Qual è il traguardo che vuoi ancora raggiungere?
Quello che desidero è che vengano aiutati in primis i ragazzi, proprio per la mia esperienza vissuta. Voglio che qualsiasi ragazzino/a, sia normodotato che disabile, non si debba chiedere se può o non può fare sport ma che abbia sempre la possibilità di farlo. Punto sui giovani.
Ursula Von der Leyen ha detto che sei un esempio per tutti, senti questo come una responsabilità?
A Strasburgo mi hanno etichettato come rappresentante dello sport, dei giovani, della disabilità e dell’inclusione e questo mi è piaciuto molto; è proprio così che amo essere vista. Sì, sento anche la responsabilità, da italiana, di portare la cultura dell’inclusività che ci contraddistingue anche fuori dai confini nazionali.
Lo sport può essere un file rouge che unisce i popoli?
Sì, lo sport muove le masse e unisce perché è una cosa che tutta la gente ama fare e seguire; è una cosa che emoziona tutti quanti. Essere uniti attraverso le emozioni dello sport, questo era il motto di Tokyo; é figo formare una squadra sostenendoci tutti insieme.
Perché il nome WEmbrace?
WEmbrace, nasce dall’unione delle parole inglesi We Embrace, che tradotte in italiano significano “Noi Abbracciamo”. Un’azione che può essere compiuta con entusiasmo insieme a un’altra persona ma che è anche da rivolgere a sé stessi per abbracciare i propri limiti. Quello che rappresenta esattamente WEmbrace è l’intreccio tra ragazzi abili e disabili, un intreccio fatto di passione, emozione di sport, di cultura; ciò che noi tutti vorremmo nella quotidianità della vita. Non un evento fine a se stesso ma la partenza di un “movimento” su cui costruire un futuro migliore, sia in Italia che all’estero ed è per questo che abbiamo scelto un nome internazionale.
Nella parola WEmbrace per Bebe Vio c’è quindi l’essenza di un movimento che guarda avanti con l’obiettivo di abbracciare la vita e i sogni di tanti ragazzi abili e disabili?
Siamo tutti disabili perché tutti abbiamo punti deboli ed è unendo tutte le diversità in un abbraccio che si trova la forza.

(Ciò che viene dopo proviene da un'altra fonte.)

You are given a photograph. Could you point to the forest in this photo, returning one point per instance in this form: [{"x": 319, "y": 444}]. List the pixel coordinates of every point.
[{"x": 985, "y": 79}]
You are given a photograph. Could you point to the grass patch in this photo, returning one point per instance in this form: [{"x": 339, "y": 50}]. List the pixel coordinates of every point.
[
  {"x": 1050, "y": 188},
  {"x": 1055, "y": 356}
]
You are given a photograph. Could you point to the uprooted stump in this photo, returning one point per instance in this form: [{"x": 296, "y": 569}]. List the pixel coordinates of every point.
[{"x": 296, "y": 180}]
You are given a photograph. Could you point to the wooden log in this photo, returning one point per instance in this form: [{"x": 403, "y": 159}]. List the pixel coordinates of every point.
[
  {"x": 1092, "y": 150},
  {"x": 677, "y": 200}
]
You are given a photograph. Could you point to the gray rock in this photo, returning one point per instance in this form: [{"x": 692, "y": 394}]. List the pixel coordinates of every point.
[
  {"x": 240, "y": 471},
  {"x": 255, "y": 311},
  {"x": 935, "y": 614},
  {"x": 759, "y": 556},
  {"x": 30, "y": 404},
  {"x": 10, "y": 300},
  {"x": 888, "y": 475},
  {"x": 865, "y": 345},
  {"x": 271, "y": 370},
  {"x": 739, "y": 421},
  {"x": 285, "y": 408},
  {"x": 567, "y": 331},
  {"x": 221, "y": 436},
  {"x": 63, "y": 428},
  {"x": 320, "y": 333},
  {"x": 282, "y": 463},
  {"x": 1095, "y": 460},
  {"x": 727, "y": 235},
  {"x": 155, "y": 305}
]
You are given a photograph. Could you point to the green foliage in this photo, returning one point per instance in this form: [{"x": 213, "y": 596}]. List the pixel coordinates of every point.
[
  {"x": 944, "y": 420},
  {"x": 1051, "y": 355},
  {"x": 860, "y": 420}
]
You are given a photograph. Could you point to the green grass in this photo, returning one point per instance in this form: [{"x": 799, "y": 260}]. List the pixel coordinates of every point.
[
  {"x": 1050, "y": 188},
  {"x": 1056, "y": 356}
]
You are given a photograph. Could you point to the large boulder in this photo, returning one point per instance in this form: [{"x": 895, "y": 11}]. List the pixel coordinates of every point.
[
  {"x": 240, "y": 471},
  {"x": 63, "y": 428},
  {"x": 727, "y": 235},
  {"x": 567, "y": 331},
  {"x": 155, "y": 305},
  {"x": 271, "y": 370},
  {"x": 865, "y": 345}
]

Da soli non si arriva da nessuna parte, solo lavorando insieme, solo se ognuno mette la sua parte, al massimo delle potenzialità che ognuno ha, alla fine la vittoria è matematica. E così se WEmbrace Sport e Bebe Vio Academy fanno il lavoro giusto, alla fine, il raggiungimento dell’obiettivo, nei tempi giusti, sarà matematico.
Invito tutti a partecipare numerosi, entusiasti e uniti all’evento, i biglietti sono disponibili su Ticketmaster e i fondi raccolti andranno a sostegno della mission di art4sport.